Back to the topic at hand—once you instrument your client and server, you can safely set limits and alerts, allowing you full control and visibility into your system.

Querying your data

You started recording data, but how do I start querying it? At the start of this article, I mentioned that third-party tools often offer intuitive querying languages. Depending on where your team decides to store the data, you can have multiple options on how to query it. One of the most famous examples is PromQL, also known as the Prometheus Query Language.

Example:

rate(http_server_duration_milliseconds_count{
    http_status='400',
    http_route=~'/api/v3/order',
    service_name='my-web-app'
    }[5m])

Let's break this down:

Here, we're querying for the rate of requests with status code 400, which matches the route /api/v3/order pattern from the my-web-app service in a 5-minute interval. The rate() function calculates how fast the counter is increasing per second, and [5m] tells it to look back 5 minutes to calculate that rate.

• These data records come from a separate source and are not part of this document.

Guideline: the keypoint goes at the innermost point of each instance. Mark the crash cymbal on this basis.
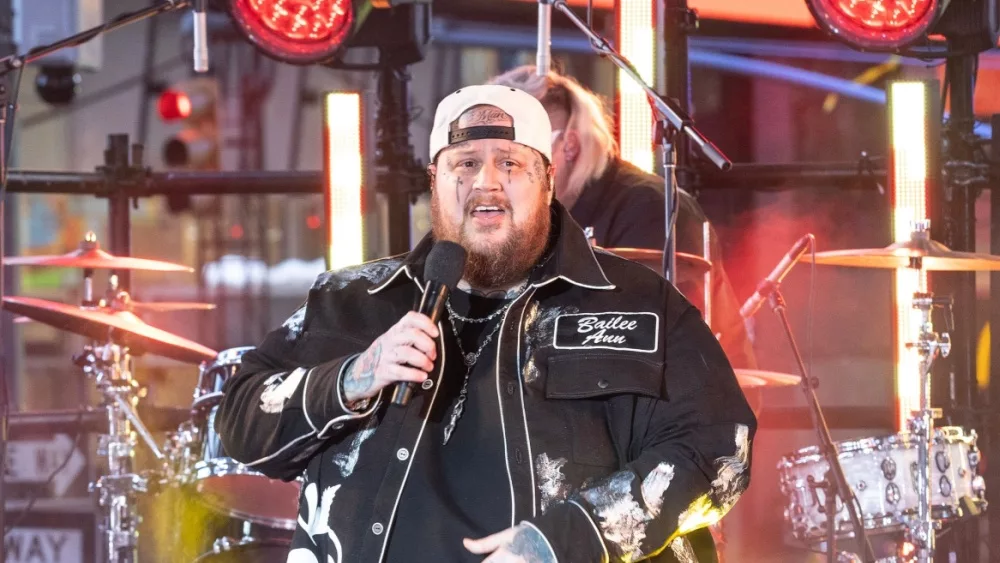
(919, 252)
(90, 256)
(98, 323)
(750, 378)
(651, 257)
(168, 306)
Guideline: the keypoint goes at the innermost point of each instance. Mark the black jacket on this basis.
(624, 423)
(626, 208)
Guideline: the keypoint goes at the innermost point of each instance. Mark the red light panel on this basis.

This is similar to what you'd use in a real-life scenario to debug on-call issues. You could set up an alert that triggers when this rate exceeds a certain threshold, giving you immediate visibility into failing requests.

For full reference: Visit

Closing Notes

A lot of knowledge in this blog post is something I wanted to document for my future self. What you can take away from this read is that it makes you a more complete engineer if you have top-to-bottom visibility of your system and can peek through the gaps if necessary.

I encourage you to set up your systems and try to implement these tools to better understand them. The learning curve is steep, but the payoff in understanding how your applications truly behave in production is worth it.